La plume et le papier disputaient, certain jour,
Sur leur rare mérite et leur haute importance ;
Dieu sait avec quelle jactance
Chacun de nos rivaux étalait tour à tour,
Ses gestes, ses hauts faits et ses titres de gloire !
Tous deux voulaient avoir la palme et la victoire.
Pour moi, disait la plume, instrument de savoir,
Le plus ingénieux qu'on puisse concevoir,
Dans ma course rapide où je glisse élancée,
De l'homme intelligent je fixe la pensée ;
Et lui donnant un corps dégagé, gracieux,
Dont les traits éloquents parlent à tous les yeux,
À la postérité, dans leur grâce infinie,
Je transmets, chaque jour, les œuvres du génie.
Grâce à moi, franchissant les terres et les mers,
La pensée aujourd'hui parcourt tout l'univers,
Et, répandant partout sa lumière féconde,
Fait fleurir le progrès dans tous les coins du monde.
Ainsi donc mon mérite, immense et sans pareil,
N'a rien de comparable à lui sous le soleil.
— Moi, disait le papier, boufsi d'impertinence,
Ma mignonne, j'ai bien autrement d'importance :
Tantôt couleur de rose, élégant, parfumé,
Sous un pli gracieux doucement enfermé,
En messager fidèle et rempli de prudence,
Des regards indiscrets bravant l'impertinence,
Je transmets aux amants, pour enivrer leur cœur.

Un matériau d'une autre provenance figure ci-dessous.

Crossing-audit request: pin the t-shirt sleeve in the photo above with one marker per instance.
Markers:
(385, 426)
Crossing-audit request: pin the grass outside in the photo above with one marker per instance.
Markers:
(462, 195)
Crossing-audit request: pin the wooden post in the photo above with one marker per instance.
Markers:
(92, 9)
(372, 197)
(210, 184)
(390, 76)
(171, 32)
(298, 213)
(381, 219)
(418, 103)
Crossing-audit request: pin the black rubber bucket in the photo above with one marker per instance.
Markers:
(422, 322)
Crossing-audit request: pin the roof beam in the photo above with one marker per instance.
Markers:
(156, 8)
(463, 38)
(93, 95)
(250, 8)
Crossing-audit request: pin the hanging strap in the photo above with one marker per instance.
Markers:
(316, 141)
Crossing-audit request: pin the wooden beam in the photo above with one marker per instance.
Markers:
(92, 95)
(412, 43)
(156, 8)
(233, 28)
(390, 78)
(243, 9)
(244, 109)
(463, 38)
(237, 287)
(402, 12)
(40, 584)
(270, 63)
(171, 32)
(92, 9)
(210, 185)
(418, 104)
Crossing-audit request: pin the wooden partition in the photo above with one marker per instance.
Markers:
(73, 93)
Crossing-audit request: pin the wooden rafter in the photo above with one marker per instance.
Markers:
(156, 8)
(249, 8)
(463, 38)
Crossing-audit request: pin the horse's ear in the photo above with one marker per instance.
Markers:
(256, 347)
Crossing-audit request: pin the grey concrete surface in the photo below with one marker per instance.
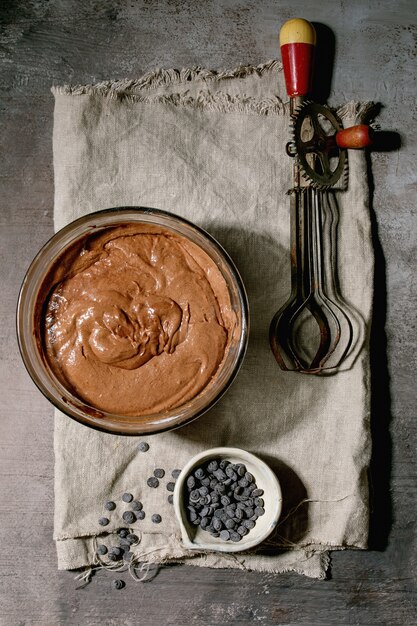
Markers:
(374, 57)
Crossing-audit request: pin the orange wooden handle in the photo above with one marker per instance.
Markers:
(355, 137)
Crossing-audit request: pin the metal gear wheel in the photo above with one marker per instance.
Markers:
(321, 161)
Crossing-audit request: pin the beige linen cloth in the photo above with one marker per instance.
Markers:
(210, 146)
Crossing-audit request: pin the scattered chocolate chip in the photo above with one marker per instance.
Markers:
(118, 584)
(129, 517)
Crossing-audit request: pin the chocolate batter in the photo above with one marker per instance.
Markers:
(137, 319)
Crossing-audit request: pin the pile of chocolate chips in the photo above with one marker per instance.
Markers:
(223, 499)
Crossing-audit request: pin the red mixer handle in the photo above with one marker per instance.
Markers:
(297, 40)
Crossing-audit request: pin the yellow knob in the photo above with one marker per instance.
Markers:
(297, 30)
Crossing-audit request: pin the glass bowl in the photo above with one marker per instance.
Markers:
(29, 328)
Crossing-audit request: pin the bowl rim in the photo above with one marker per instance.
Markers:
(225, 451)
(156, 419)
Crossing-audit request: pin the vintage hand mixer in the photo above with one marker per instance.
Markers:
(313, 332)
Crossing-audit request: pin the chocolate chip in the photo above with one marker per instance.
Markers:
(129, 517)
(195, 495)
(213, 466)
(249, 524)
(118, 584)
(241, 469)
(220, 475)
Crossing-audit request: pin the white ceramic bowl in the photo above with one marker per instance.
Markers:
(195, 538)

Des paroles d'amour, de joie et de bonheur ;
Tantôt blanc comme neige, épais, fort et solide,
De deux timbres orné, l'un sec et l'autre humide,
Toujours d'un certain prix, j'ai surtout pour emploi
Défaire exécuter sévèrement la loi :
Expropriant les uns, incarcérant les autres
Et faisant mettre à mort nombre de bons apôtres ;
De tout ce qui se fait constamment informé
Ici, sur grand format, par colonne imprimé,
Avec une vitesse à nulle autre seconde,
Je porte, chaque jour, aux quatre coins du monde,
Politiques ou non, les faits les plus divers
Glanés sur tous les points connus de l'univers.
Ailleurs, mince, soyeux, et de grandeur restreinte,
De divers attributs portant la riche empreinte,
Moins lourd, plus précieux et plus noble que l'or,
En chiffons réunis je deviens un trésor
Que, comme un talisman, la main la plus mignonne
Dans ses doigts délicats avec grâce emprisonne.

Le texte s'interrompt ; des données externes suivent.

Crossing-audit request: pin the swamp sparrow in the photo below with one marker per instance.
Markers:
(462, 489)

Immense est ma vertu, sans borne est mon pouvair,
En tous lieux adoré, la beauté, le savoir,
La force, la valeur et même le génie,
Tout s'incline devant ma puissance infinie :
Je dispose, en tous lieux, des grâces, des faveurs,
Des charges, des emplois, ainsi que des honneurs.
Pour le dire, en un mot, je gouverne le monde
Et règne en souverain sur la machine ronde ;
Dès lors, il n'est rien, rien, qui m'égale ici-bas.
— C'est bien ! reprit la plume ; oui, mais tu ne dis pas
Que du noble épicier tu fais aussi l'affaire
Et qu'aux lieux odorants on ne te prise guère.
De vos rares vertus et de vos qualités
N'élevez pas trop haut le prix et l'avantage,
Si vous ne voulez pas qu'on vous jette au visage
Vos vices, vos défauts et vos indignités.